How does Broadcom's recent $12 billion share repurchase authorization affect S&P Global Ratings' view of its financial policy and credit rating?
Historically, Broadcom's largest use of cash was for M&A and it showed a willingness to pursue increasingly larger debt-financed acquisitions. However, its execution on cost cuts and rapidly declining debt leverage to stated boundaries have been impressive. Following President Trump's blocking of Broadcom's attempt to acquire Qualcomm, Broadcom's management stated that it continues to prefer acquisitions to buying back shares or paying down debt. On April 12, Broadcom said its board approved a $12 billion buyback effective immediately until Nov. 3, 2019 (end of fiscal year). We find Broadcom's buyback program and its existing policy of delivering 50% of free operating cash flow to shareholders in dividends an indication of its shareholder-friendly financial policy. We believe Broadcom will remain active on the acquisition front but we don't believe a takeover of comparable size is likely. Management also noted that it would likely fund future M&A with cash on hand without the need to raise net leverage past 2x. We view the buyback program as a means to provide the company the flexibility to enhance shareholder returns if M&A opportunities don't exist.

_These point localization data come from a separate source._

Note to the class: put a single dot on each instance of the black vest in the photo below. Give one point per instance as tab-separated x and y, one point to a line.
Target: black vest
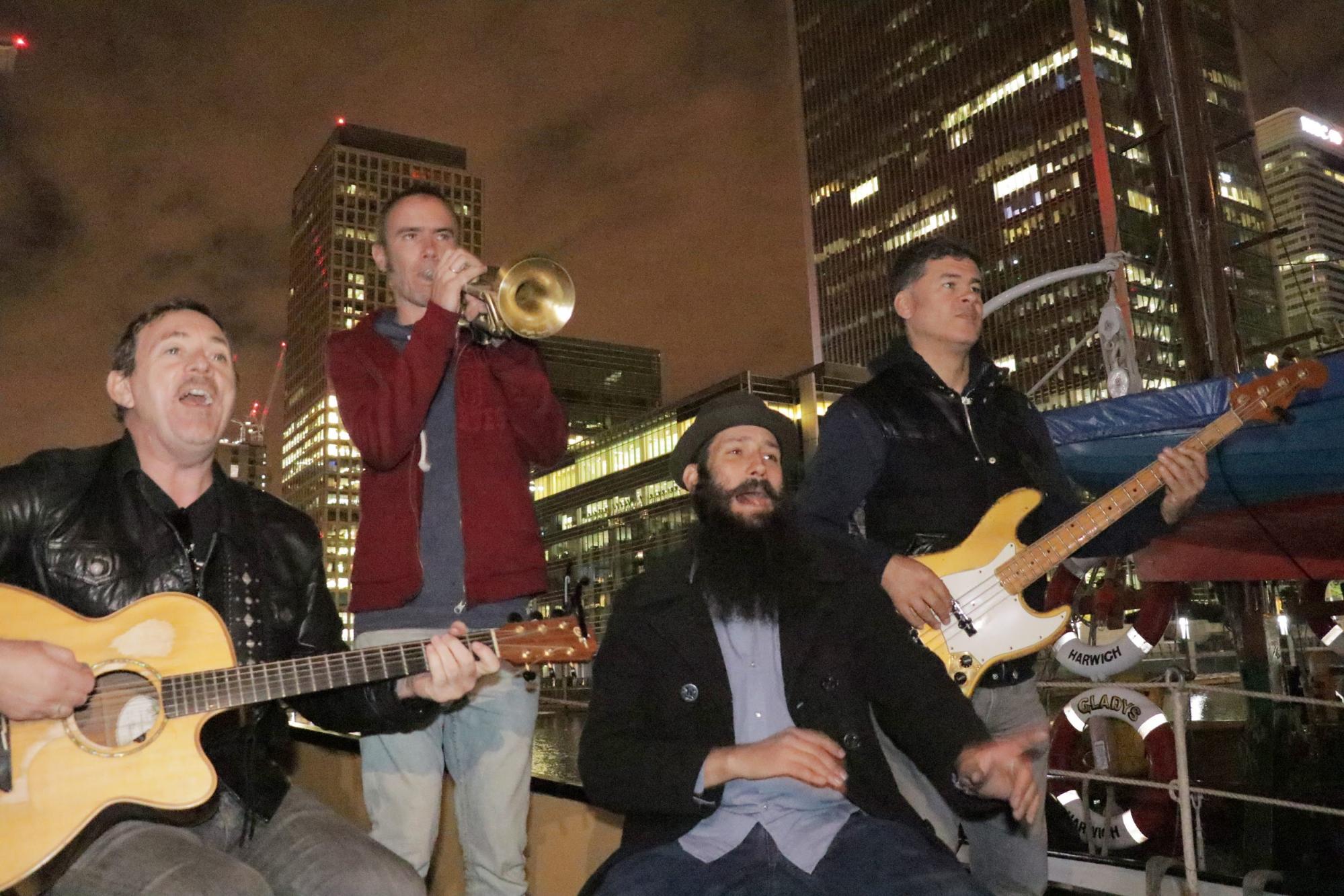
949	456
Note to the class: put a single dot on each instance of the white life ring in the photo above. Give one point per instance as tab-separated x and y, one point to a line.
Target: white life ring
1100	661
1151	812
1329	629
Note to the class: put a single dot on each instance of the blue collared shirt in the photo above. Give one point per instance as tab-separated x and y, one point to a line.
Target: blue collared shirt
801	820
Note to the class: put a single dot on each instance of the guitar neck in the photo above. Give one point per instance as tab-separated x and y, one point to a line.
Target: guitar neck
235	687
1070	536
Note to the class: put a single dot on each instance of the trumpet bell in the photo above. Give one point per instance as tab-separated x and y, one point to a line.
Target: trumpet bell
535	297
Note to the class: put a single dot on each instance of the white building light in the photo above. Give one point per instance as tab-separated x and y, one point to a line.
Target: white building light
1017	180
863	191
1322	130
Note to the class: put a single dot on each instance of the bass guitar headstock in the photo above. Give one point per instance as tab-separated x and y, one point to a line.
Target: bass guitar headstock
1264	398
559	640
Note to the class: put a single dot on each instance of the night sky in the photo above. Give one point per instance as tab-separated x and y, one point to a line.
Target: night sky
149	149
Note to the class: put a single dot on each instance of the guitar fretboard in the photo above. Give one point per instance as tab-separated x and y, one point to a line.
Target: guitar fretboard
216	690
1069	536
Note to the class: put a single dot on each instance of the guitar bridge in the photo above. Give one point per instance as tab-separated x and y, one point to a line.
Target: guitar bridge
963	620
5	765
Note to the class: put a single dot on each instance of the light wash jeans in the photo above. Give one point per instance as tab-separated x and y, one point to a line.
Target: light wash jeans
305	850
487	747
1006	858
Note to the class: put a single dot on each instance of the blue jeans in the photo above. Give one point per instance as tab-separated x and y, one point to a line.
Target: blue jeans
869	856
487	747
305	850
1007	858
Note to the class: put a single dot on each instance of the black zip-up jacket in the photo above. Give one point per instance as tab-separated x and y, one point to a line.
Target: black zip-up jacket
75	527
926	462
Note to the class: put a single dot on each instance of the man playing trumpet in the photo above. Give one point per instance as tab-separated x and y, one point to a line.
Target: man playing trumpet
446	430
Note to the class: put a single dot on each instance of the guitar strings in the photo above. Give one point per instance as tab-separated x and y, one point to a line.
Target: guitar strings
301	672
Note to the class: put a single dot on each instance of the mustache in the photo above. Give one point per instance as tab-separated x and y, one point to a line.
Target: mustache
749	487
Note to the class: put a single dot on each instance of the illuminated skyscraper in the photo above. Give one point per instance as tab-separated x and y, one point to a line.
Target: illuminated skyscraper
243	456
610	505
332	284
972	120
1304	175
601	384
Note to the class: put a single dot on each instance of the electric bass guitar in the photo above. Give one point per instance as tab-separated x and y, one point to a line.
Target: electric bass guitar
990	570
163	667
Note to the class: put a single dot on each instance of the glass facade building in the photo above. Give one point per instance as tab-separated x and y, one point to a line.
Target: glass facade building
332	284
1303	156
612	507
970	120
601	384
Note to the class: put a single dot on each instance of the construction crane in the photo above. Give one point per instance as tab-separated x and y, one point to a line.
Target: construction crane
253	430
270	393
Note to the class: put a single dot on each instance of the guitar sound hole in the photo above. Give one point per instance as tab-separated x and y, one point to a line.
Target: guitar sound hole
122	710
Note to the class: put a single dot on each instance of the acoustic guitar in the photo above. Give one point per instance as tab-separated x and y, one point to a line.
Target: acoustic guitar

Broadcom's adjusted leverage was about 1.3x on Feb. 4 (end of fiscal first quarter 2018), with contribution from the Brocade Communications acquisition beginning Nov. 17, 2017, compared with leverage of 1.8x a year earlier. It's our belief that Broadcom favors M&A over share repurchases. Given our expectation for continued solid revenue growth and EBITDA-margin expansion and estimated free operating cash flow of at least $7 billion in each of the next two fiscal years, leverage will likely remain below 3x through fiscal 2019, absent any large scale acquisitions.
Our corporate credit rating on Broadcom Ltd. is 'BBB-' with a positive outlook. The outlook reflects our expectation that Broadcom's consistent operating performance and ability to generate substantial free cash flow will provide financial flexibility for future acquisitions while maintaining adjusted leverage within the 2x-3x range. We would upgrade the company if it continues to maintain a consistent financial policy with adjusted leverage below 3x, incorporating increases for M&A and shareholder returns.